Hide your kids, hide your bikes: bike theft an epidemic in San Francisco

Using environmentally-friendly transportation is becoming a widely-accepted trend, but what happens if being green leads to losing up to thousands of dollars of property?

SFSU Bike Barn

A student rides his bike into the SF State Bike Barn located behind the GYM on Aug. 26, 2011 Photo by Nelson Estrada.

In 2010, San Francisco was deemed the fourth worst city in the country for bicycle theft by the bicycle lock company Kryptonite. In the past month alone, there were 29 bicycle thefts on campus alone, and many more city-wide.

“Bicycle theft is becoming an epidemic in San Francisco,” said Mission Station Police Inspector Steven Pomatto. “Right now I have 40 cases on my desk of stolen bicycles worth over $1,000.”

The bicycle theft trend has had a large effect on students and other members of the SF State campus.

“I’ve had two bikes stolen,” said SF State Humanities Professor Sean Connelly. “I came into school for just a second. I was gone 20 minutes and it was gone.

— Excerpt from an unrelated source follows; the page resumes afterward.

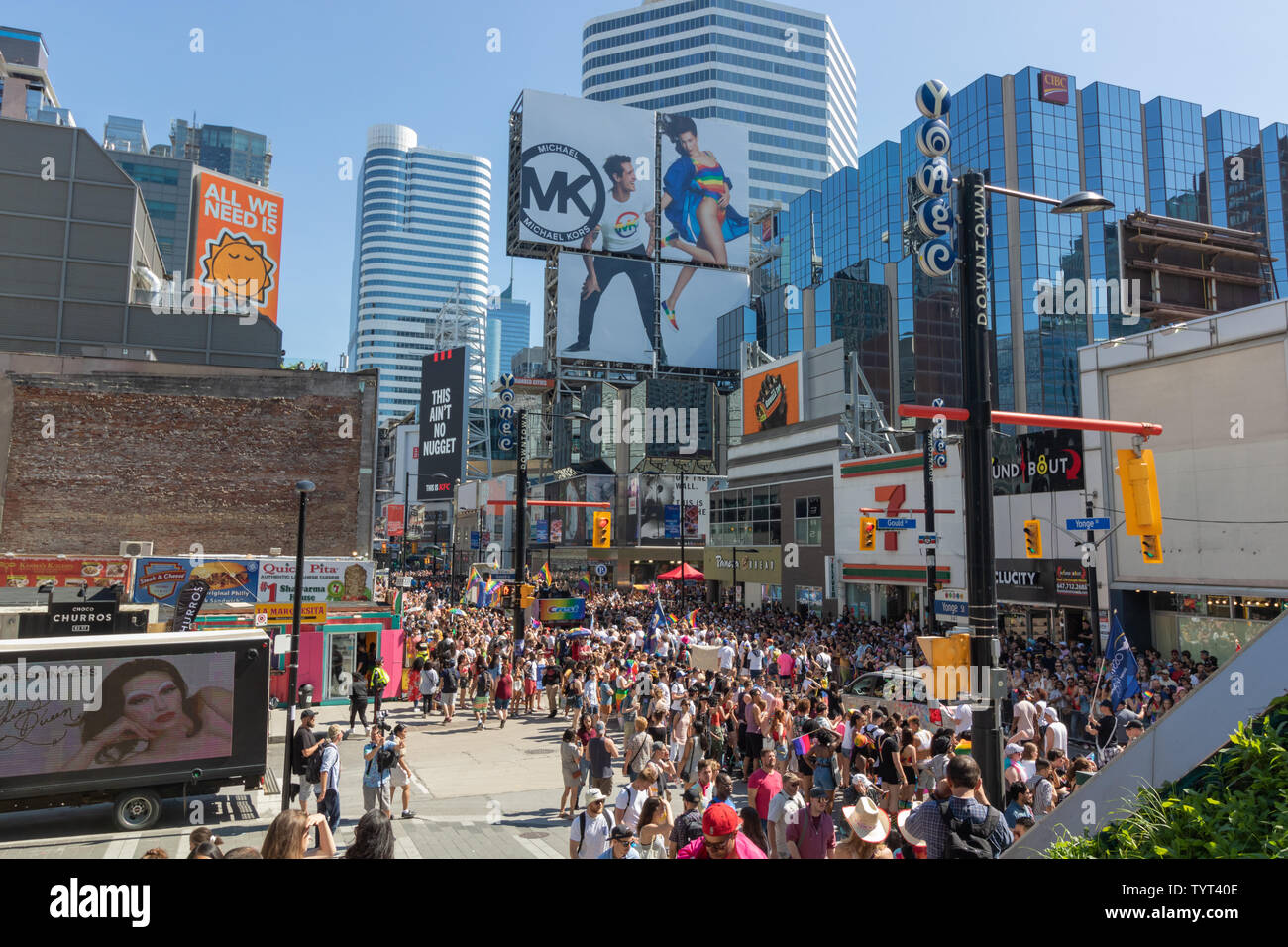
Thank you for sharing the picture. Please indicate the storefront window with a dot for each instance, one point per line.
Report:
(746, 517)
(807, 521)
(810, 596)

I was not using a U-Lock, just a regular chain lock.”

Though the benefits of riding a bicycle are numerous, Pomatto said riders must educate themselves about the risks of unsafe storage.

Out in the city, Pomatto described bicycle theft from garages and apartment lobbies as “very common” and urged bicycle owners to make sure no one is loitering close by when leaving home.

“Someone who’s a dirty bike thief will watch the garage until it opens and see if there are any bikes in it, then stand next to the door and kick it open as soon as you leave,” Pomatto said. “If you live in an apartment, let your garage door shut completely before you pull away.”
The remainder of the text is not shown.